If you wish to know how your company culture comes across from the outside, you could also ask all interviewees to provide some feedback regarding what they thought your company values were and if they believe the culture or your process needs improvement.


Support employee wellbeing

The happiness of employees is an integral factor into whether a company culture is strong or not. And whilst remote working has proven to bring many benefits, some employees find the "new normal" taxing for their mental health. Therefore, knowing how to manage employee mental health when you're a remote company is key.

Since the beginning of the pandemic, many remote workers have reported experiencing higher stress levels and around 50% thought they'd developed an unhealthy work life balance. Not to mention, many experts are predicting that the pandemic will continue to have long-term effects on people’s mental health, meaning wellness initiatives will only grow in importance.

A remote worker sits on her bed with her laptop on her knees and headphones on.
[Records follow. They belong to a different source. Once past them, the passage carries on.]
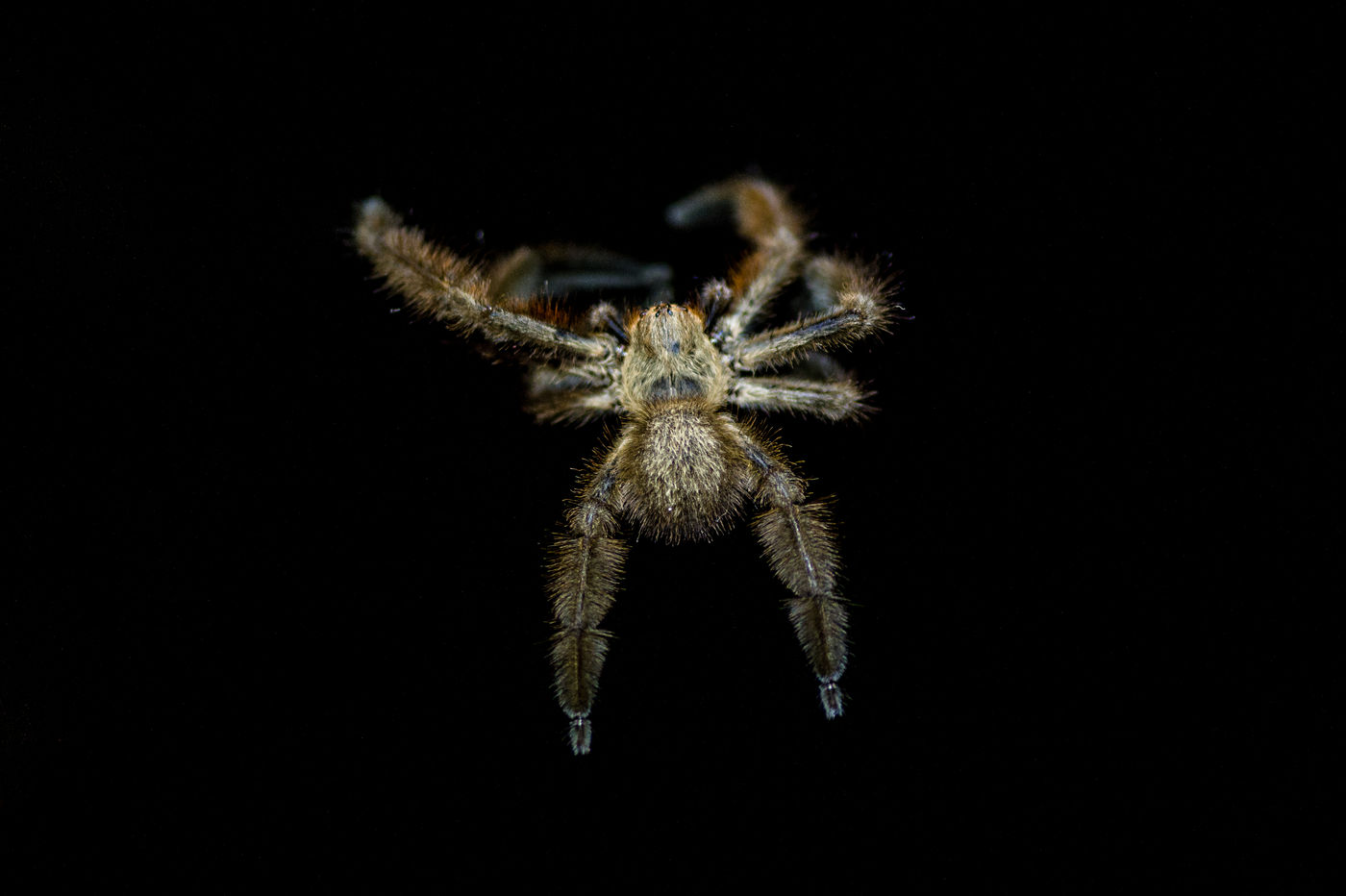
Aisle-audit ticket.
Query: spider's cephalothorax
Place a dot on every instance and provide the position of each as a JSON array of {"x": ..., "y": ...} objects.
[{"x": 683, "y": 464}]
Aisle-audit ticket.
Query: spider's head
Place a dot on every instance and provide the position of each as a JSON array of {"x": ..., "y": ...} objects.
[{"x": 670, "y": 356}]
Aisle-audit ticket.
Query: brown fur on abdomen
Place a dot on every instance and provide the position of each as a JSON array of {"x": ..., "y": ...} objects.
[{"x": 685, "y": 475}]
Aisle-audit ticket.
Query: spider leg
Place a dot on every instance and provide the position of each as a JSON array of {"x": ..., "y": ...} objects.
[
  {"x": 586, "y": 569},
  {"x": 857, "y": 310},
  {"x": 831, "y": 400},
  {"x": 559, "y": 269},
  {"x": 797, "y": 539},
  {"x": 766, "y": 218},
  {"x": 437, "y": 283}
]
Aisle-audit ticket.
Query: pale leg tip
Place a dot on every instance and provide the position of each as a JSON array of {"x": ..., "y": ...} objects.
[
  {"x": 582, "y": 732},
  {"x": 831, "y": 696}
]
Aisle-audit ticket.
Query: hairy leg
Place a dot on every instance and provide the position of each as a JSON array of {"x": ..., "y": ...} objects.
[
  {"x": 797, "y": 538},
  {"x": 437, "y": 283},
  {"x": 858, "y": 309},
  {"x": 831, "y": 398},
  {"x": 586, "y": 569},
  {"x": 764, "y": 217}
]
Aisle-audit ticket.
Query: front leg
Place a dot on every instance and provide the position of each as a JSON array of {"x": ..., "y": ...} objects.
[
  {"x": 586, "y": 569},
  {"x": 854, "y": 302},
  {"x": 797, "y": 539}
]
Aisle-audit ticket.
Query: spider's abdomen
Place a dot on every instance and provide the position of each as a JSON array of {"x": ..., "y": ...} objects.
[{"x": 684, "y": 470}]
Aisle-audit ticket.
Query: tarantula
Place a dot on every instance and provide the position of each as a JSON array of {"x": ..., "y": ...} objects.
[{"x": 682, "y": 465}]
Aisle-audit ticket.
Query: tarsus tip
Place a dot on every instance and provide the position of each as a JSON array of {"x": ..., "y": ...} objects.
[{"x": 582, "y": 732}]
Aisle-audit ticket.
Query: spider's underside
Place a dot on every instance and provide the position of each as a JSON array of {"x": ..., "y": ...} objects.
[{"x": 683, "y": 464}]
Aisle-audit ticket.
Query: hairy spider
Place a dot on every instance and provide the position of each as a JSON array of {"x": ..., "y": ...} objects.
[{"x": 682, "y": 465}]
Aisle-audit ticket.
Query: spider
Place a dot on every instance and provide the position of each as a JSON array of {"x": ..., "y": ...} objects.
[{"x": 683, "y": 464}]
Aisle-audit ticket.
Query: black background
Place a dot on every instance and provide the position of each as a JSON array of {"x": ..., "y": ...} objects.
[{"x": 282, "y": 607}]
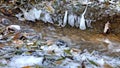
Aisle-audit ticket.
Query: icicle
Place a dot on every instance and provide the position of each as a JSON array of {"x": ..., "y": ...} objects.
[
  {"x": 77, "y": 20},
  {"x": 37, "y": 13},
  {"x": 71, "y": 20},
  {"x": 89, "y": 23},
  {"x": 65, "y": 19},
  {"x": 107, "y": 27},
  {"x": 48, "y": 18},
  {"x": 82, "y": 25},
  {"x": 28, "y": 15}
]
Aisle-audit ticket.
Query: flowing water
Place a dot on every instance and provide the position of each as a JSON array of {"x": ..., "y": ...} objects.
[{"x": 91, "y": 39}]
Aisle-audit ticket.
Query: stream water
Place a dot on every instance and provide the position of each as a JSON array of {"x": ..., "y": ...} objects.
[{"x": 91, "y": 39}]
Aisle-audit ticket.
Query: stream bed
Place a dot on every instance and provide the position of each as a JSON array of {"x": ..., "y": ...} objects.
[{"x": 41, "y": 45}]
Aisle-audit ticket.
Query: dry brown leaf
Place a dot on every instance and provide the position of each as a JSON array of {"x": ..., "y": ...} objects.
[{"x": 49, "y": 42}]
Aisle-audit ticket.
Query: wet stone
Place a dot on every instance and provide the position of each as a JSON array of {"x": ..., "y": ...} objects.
[{"x": 62, "y": 43}]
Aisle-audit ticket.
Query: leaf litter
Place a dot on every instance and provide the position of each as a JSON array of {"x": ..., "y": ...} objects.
[{"x": 26, "y": 48}]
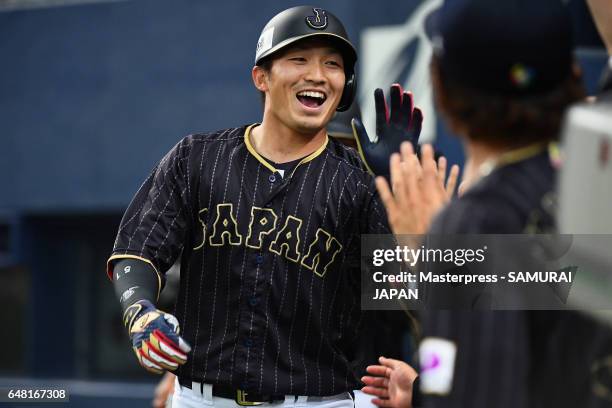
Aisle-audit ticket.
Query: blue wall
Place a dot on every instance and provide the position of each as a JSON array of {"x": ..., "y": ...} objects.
[{"x": 92, "y": 96}]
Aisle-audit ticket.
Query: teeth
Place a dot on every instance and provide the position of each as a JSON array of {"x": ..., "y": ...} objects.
[{"x": 312, "y": 94}]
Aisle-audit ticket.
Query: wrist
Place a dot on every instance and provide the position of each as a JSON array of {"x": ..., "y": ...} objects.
[{"x": 135, "y": 311}]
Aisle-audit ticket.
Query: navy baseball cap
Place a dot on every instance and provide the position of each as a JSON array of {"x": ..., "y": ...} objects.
[{"x": 510, "y": 47}]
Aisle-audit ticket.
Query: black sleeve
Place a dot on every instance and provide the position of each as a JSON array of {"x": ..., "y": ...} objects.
[
  {"x": 492, "y": 358},
  {"x": 154, "y": 226},
  {"x": 605, "y": 83},
  {"x": 135, "y": 280},
  {"x": 373, "y": 216}
]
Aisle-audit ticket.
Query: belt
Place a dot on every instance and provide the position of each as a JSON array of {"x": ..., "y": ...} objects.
[{"x": 242, "y": 397}]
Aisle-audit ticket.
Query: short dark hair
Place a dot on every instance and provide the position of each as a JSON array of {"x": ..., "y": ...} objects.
[
  {"x": 266, "y": 65},
  {"x": 503, "y": 120}
]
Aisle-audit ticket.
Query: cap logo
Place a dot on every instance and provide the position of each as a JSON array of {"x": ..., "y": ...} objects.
[
  {"x": 265, "y": 41},
  {"x": 319, "y": 20}
]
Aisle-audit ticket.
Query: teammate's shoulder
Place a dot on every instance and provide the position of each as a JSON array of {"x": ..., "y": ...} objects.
[
  {"x": 222, "y": 135},
  {"x": 346, "y": 155}
]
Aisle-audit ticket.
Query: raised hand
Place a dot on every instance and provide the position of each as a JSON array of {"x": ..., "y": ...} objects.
[{"x": 403, "y": 123}]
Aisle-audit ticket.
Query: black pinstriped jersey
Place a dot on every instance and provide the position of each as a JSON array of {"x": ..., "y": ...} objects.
[
  {"x": 531, "y": 358},
  {"x": 269, "y": 294}
]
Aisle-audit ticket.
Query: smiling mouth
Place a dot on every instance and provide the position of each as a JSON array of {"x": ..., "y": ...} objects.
[{"x": 311, "y": 99}]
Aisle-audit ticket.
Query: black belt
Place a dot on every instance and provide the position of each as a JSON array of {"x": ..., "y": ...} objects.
[{"x": 241, "y": 397}]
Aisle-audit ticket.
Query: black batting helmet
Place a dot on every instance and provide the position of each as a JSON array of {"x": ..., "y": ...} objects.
[{"x": 297, "y": 23}]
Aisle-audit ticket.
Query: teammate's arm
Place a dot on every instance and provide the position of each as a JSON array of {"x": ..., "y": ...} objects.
[{"x": 154, "y": 334}]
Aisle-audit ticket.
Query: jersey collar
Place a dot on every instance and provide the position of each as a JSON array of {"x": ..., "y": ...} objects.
[{"x": 251, "y": 149}]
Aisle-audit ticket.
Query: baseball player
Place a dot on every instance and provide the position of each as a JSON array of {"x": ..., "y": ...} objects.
[
  {"x": 266, "y": 220},
  {"x": 506, "y": 107}
]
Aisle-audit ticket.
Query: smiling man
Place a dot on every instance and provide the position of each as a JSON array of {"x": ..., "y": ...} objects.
[{"x": 266, "y": 220}]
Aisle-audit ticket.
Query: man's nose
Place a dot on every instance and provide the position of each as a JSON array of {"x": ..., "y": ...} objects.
[{"x": 315, "y": 72}]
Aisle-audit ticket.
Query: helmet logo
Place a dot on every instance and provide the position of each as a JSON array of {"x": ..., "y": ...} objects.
[{"x": 319, "y": 20}]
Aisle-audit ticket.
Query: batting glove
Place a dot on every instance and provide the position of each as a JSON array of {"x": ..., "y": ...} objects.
[
  {"x": 155, "y": 337},
  {"x": 403, "y": 124}
]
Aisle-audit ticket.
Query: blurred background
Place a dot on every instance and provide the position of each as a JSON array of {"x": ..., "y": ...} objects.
[{"x": 92, "y": 95}]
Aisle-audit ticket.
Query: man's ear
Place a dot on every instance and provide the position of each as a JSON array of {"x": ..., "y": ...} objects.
[{"x": 260, "y": 77}]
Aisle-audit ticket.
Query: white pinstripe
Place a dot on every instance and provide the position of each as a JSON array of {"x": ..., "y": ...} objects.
[
  {"x": 244, "y": 258},
  {"x": 229, "y": 265},
  {"x": 295, "y": 303},
  {"x": 212, "y": 177}
]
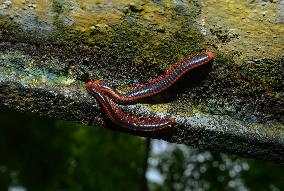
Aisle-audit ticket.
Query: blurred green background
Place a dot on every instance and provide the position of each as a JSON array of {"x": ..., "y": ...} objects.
[{"x": 43, "y": 154}]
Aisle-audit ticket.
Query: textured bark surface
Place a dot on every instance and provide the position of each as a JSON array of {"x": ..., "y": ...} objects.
[{"x": 49, "y": 49}]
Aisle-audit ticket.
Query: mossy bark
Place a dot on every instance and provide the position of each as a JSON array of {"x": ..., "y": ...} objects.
[{"x": 48, "y": 50}]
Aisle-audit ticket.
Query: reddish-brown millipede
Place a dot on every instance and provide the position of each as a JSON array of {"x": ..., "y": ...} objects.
[
  {"x": 160, "y": 83},
  {"x": 125, "y": 120}
]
Her small dog is sat beside her and she is petting it.

Initiatives such as, wellbeing check ins or increased flexibility around hours can do wonders to improve the general mental health of your staff. Create an open dialogue around mental health to reduce stigma, increase transparency around emotional wellbeing, and to build trust with your remote team.

Trust your team!

When you're working from home, trust is crucial. Knowing and trusting that your virtual team will be productive and get their work done on time will determine whether or not your remote work culture is a positive one or a toxic one.

Not having faith and micromanaging your virtual team will impede on their progress. Plus, it could lose you top talent, as surveys show that employees subjected to an overbearing corporate culture are nearly 30% more likely to leave their job.

Instead, ensure a positive and rewarding remote work environment by trusting your employees are responsible adults who are capable of getting the job done, even when nobody is overseeing everything they do.

A remote employee sits at his home workspace with his hands behind his head and his desktop computer in front of him.

The final takeaway

Remote work is not simply a passing fad; it’s here to stay. Learning how to build a robust company culture that generates collaboration, productivity, and employee satisfaction for your WFH employees is crucial to the longevity of your company.

Remember that business can cultivate a cohesive and positive company culture built on teamwork and project delivery, even when co-workers and team leaders are working from different postcodes. It simply takes flexibility, compassion, and, above all, trust.